You shall love the Lord your God with all your heart, with all your soul, and with all your mind. Matthew 22:37
Facebook announced it is funding research on a project to read the human mind—a machine that can pick up your thoughts directly from your neurons and translate them into words. The aim, said the company, is to allow us to control our digital devices by the power of thought.
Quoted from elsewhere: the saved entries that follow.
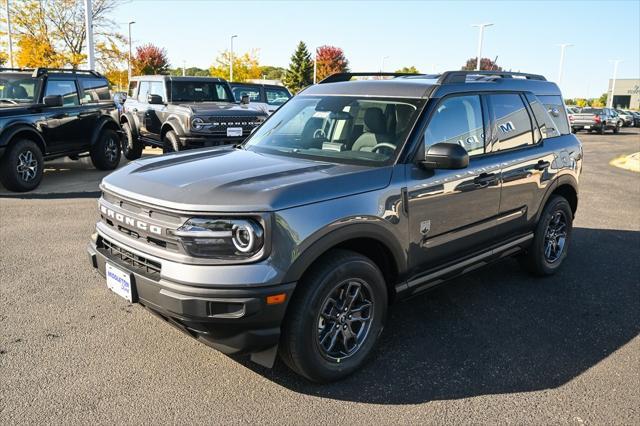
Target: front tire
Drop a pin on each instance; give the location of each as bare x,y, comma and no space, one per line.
170,142
105,153
335,317
551,238
132,148
21,167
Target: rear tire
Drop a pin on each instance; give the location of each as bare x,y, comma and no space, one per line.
105,153
132,148
335,317
170,142
21,166
551,239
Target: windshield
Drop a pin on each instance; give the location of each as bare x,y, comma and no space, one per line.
16,89
341,129
199,91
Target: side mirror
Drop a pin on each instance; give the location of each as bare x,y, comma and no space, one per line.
445,156
52,100
154,99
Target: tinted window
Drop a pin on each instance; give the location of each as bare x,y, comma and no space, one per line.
458,120
95,90
132,88
145,86
252,92
65,88
157,88
513,124
199,91
545,122
276,96
555,107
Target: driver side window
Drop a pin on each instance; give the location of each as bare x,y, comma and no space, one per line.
458,120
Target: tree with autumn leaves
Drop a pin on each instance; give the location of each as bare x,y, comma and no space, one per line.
330,60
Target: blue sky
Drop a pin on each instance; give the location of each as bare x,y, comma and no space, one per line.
429,35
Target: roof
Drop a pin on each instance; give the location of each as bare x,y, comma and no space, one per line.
174,78
422,86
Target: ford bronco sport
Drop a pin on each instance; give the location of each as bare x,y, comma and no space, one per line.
176,113
48,113
353,195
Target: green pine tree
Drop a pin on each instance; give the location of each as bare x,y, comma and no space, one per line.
300,72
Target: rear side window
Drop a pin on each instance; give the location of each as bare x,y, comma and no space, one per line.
143,91
545,123
458,120
512,121
94,90
133,85
555,107
276,96
65,88
252,92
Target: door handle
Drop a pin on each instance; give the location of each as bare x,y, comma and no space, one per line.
542,165
484,179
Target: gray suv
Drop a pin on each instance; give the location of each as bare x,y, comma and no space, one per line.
352,196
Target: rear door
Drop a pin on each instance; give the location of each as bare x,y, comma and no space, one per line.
62,129
452,212
526,160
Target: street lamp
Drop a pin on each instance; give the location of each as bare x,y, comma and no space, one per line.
613,84
9,34
382,63
231,59
130,55
482,27
561,69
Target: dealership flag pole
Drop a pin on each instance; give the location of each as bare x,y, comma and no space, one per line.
613,84
88,16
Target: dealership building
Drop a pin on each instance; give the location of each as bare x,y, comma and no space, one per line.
626,93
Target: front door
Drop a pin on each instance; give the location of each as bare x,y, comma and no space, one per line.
452,212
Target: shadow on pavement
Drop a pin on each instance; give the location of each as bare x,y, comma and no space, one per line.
498,330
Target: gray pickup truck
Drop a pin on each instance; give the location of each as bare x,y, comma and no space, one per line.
350,197
596,120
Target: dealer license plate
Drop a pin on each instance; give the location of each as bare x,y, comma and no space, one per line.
119,282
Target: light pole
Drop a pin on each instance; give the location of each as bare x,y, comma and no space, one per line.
231,59
482,27
10,40
563,46
130,55
382,63
88,20
613,84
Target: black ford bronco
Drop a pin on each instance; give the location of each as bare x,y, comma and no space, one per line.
176,113
48,113
353,195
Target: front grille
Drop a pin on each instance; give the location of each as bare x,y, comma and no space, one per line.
140,264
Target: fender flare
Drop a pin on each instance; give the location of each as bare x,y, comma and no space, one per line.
9,133
561,180
340,235
103,122
128,118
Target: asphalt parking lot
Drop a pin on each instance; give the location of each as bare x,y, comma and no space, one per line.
494,346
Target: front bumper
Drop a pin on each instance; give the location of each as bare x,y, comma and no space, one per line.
208,141
232,320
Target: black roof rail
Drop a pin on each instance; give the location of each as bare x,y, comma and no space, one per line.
346,76
37,72
453,77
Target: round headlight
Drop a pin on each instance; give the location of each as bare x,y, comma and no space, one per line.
197,123
244,237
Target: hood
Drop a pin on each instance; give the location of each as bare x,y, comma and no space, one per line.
236,180
222,109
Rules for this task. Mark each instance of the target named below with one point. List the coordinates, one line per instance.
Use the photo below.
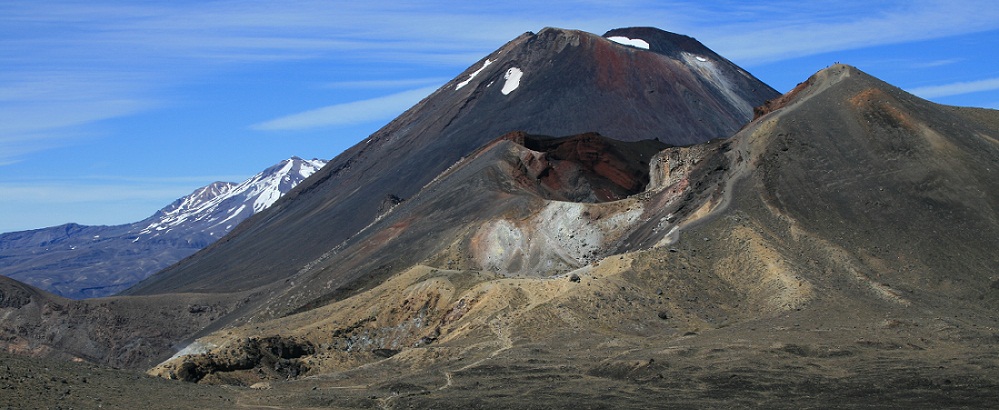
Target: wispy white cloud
(391, 83)
(348, 113)
(140, 49)
(791, 33)
(959, 88)
(61, 192)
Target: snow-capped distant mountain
(80, 261)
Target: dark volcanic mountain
(557, 82)
(838, 248)
(79, 261)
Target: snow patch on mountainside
(710, 72)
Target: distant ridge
(557, 82)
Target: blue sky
(111, 110)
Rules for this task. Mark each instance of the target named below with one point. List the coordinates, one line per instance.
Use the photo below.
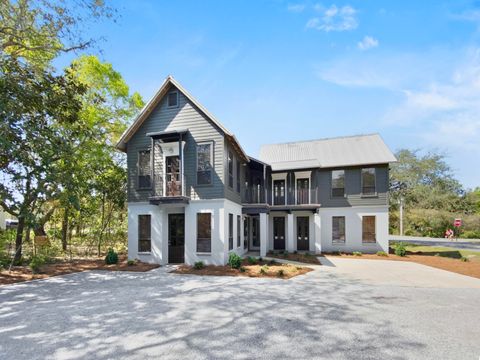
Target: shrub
(36, 262)
(234, 261)
(400, 249)
(199, 265)
(112, 257)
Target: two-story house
(195, 195)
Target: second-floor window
(144, 169)
(230, 169)
(204, 164)
(279, 192)
(338, 183)
(368, 181)
(303, 191)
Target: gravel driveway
(324, 314)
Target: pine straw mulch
(24, 273)
(271, 270)
(469, 268)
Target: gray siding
(185, 116)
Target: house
(195, 195)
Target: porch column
(263, 234)
(290, 233)
(317, 246)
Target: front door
(279, 233)
(176, 238)
(302, 233)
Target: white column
(317, 246)
(263, 234)
(290, 233)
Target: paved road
(325, 314)
(473, 245)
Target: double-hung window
(204, 164)
(144, 170)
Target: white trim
(304, 175)
(279, 176)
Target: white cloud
(334, 19)
(296, 8)
(368, 42)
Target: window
(144, 233)
(238, 175)
(279, 192)
(338, 183)
(230, 231)
(303, 191)
(204, 164)
(338, 229)
(239, 226)
(368, 181)
(368, 229)
(230, 169)
(144, 169)
(204, 232)
(173, 99)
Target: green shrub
(112, 257)
(400, 249)
(199, 265)
(234, 261)
(36, 262)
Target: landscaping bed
(24, 273)
(261, 269)
(299, 257)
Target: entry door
(173, 183)
(279, 233)
(302, 233)
(255, 238)
(176, 238)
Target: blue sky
(274, 71)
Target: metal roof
(327, 153)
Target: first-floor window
(338, 229)
(368, 229)
(204, 232)
(230, 231)
(239, 236)
(144, 233)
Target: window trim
(138, 235)
(196, 233)
(211, 143)
(336, 242)
(138, 187)
(168, 98)
(279, 176)
(344, 184)
(374, 194)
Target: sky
(279, 71)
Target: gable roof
(328, 153)
(154, 101)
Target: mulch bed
(308, 259)
(24, 273)
(470, 268)
(251, 270)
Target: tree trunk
(65, 229)
(19, 239)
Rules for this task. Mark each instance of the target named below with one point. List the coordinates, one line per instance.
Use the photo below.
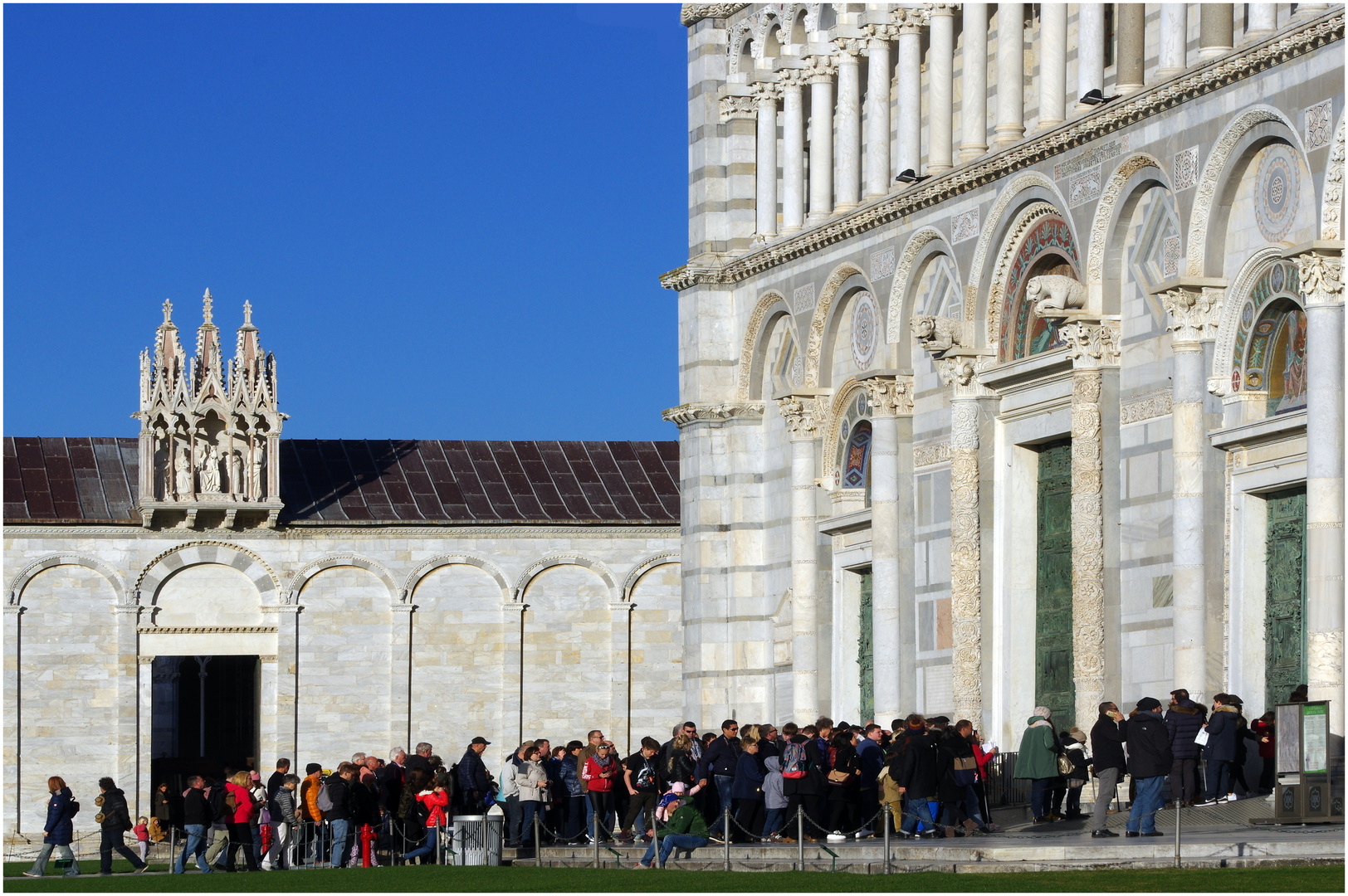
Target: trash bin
(477, 838)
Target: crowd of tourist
(745, 783)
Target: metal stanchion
(799, 835)
(725, 833)
(885, 820)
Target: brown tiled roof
(375, 481)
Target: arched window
(1270, 348)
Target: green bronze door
(1053, 682)
(1285, 589)
(866, 651)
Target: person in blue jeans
(686, 829)
(196, 821)
(1149, 763)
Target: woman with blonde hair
(58, 830)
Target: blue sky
(449, 220)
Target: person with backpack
(114, 821)
(196, 821)
(641, 777)
(58, 830)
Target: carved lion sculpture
(937, 334)
(1054, 293)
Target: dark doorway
(204, 723)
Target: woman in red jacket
(240, 822)
(598, 772)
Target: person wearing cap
(1038, 763)
(1149, 763)
(473, 783)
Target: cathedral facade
(213, 595)
(1011, 358)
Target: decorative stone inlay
(1145, 408)
(1319, 124)
(1087, 542)
(1277, 192)
(930, 455)
(890, 397)
(1184, 173)
(964, 226)
(803, 416)
(1321, 278)
(711, 412)
(1106, 119)
(1194, 313)
(864, 329)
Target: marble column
(1175, 41)
(1053, 65)
(766, 163)
(878, 112)
(848, 124)
(1216, 34)
(911, 88)
(1129, 58)
(1090, 50)
(1194, 314)
(941, 80)
(1321, 283)
(793, 151)
(890, 397)
(1262, 22)
(1092, 345)
(1010, 75)
(820, 73)
(974, 90)
(803, 416)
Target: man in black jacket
(116, 821)
(1149, 760)
(196, 820)
(719, 763)
(1108, 763)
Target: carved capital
(1092, 343)
(1321, 278)
(890, 395)
(1194, 313)
(801, 416)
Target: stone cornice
(711, 412)
(1112, 116)
(691, 14)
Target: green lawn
(1322, 879)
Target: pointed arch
(416, 577)
(770, 306)
(1216, 173)
(32, 570)
(914, 254)
(194, 553)
(840, 275)
(300, 578)
(665, 558)
(1332, 204)
(533, 570)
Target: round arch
(646, 566)
(824, 317)
(32, 570)
(770, 306)
(533, 570)
(300, 578)
(1251, 129)
(920, 248)
(197, 553)
(455, 559)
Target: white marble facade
(1212, 168)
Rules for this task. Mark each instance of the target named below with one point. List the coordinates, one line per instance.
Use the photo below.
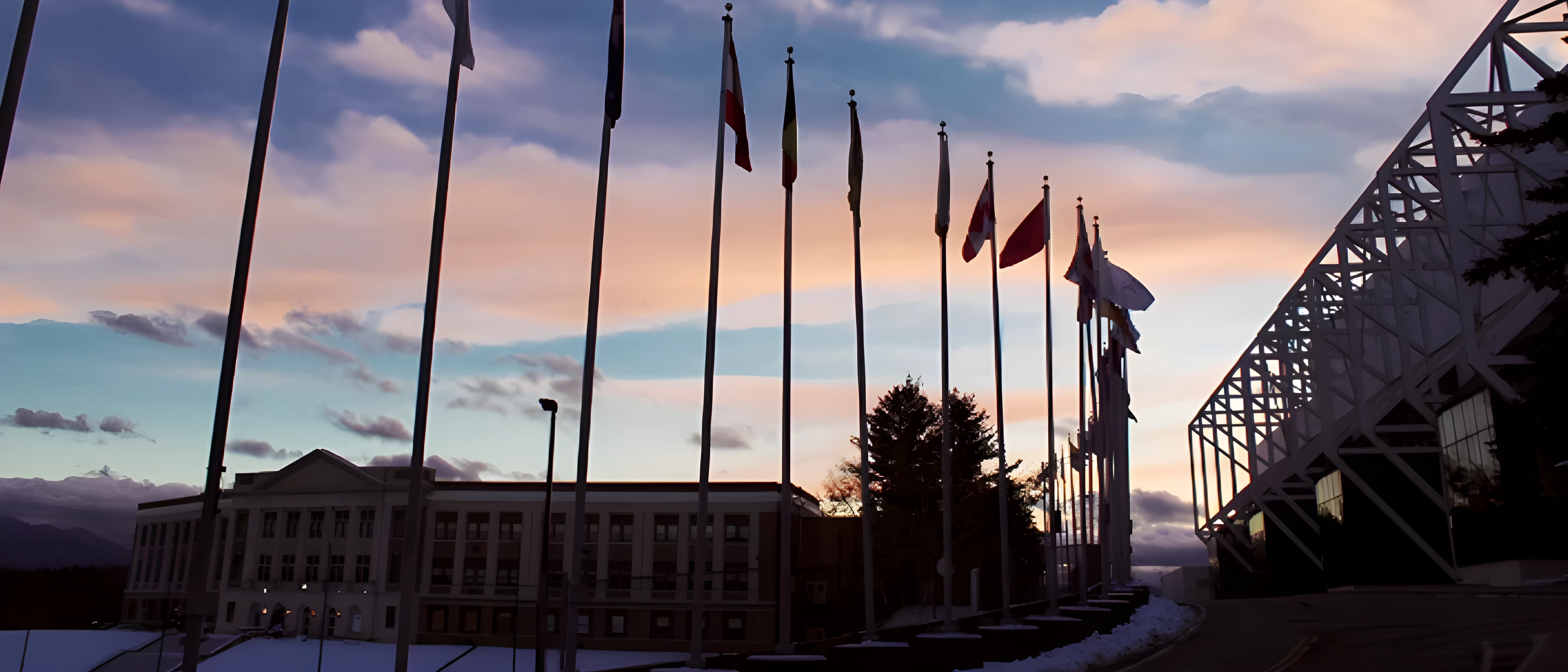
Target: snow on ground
(272, 655)
(66, 651)
(1151, 626)
(499, 660)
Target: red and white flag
(734, 109)
(982, 225)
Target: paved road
(1382, 629)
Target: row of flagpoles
(1106, 297)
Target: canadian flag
(982, 225)
(734, 109)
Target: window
(1332, 497)
(620, 527)
(692, 524)
(335, 569)
(512, 525)
(471, 620)
(438, 620)
(738, 529)
(441, 571)
(479, 527)
(557, 529)
(1470, 442)
(446, 525)
(665, 529)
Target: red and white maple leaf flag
(982, 225)
(734, 109)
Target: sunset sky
(1217, 142)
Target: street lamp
(545, 551)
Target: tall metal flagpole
(943, 220)
(200, 604)
(1051, 410)
(573, 558)
(700, 563)
(1001, 438)
(868, 510)
(542, 593)
(13, 79)
(415, 517)
(786, 485)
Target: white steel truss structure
(1382, 314)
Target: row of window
(311, 569)
(341, 521)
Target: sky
(1217, 142)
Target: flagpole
(943, 200)
(200, 604)
(786, 486)
(1001, 436)
(13, 79)
(1051, 403)
(415, 517)
(868, 510)
(573, 558)
(698, 564)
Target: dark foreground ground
(1379, 629)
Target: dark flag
(982, 225)
(1082, 272)
(791, 135)
(857, 159)
(458, 11)
(734, 107)
(1029, 239)
(617, 76)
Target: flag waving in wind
(734, 109)
(982, 225)
(1029, 239)
(791, 163)
(1082, 272)
(617, 76)
(458, 11)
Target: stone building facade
(317, 549)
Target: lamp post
(545, 549)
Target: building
(316, 547)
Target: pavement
(1379, 629)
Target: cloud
(454, 469)
(157, 328)
(118, 425)
(48, 420)
(418, 52)
(380, 428)
(1159, 507)
(725, 438)
(101, 502)
(259, 449)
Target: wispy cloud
(380, 427)
(261, 449)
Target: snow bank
(68, 651)
(1151, 626)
Everything about that is troubling. But use this news to examine yourself. If someone could pick up and translate your thoughts into words, how many of those words would be Scripture? Would your sinister eavesdropper hear the Gospel circulating through your thoughts? Would they hear “Let not your heart be troubled…. God is our refuge and strength, a very present help in trouble…. We know that all things work together for good…. For God so loved the world…. Trust in the Lord with all your heart” (John 14:1; Psalm 46:1; Romans 8:28; John 3:16; Proverbs 3:5)?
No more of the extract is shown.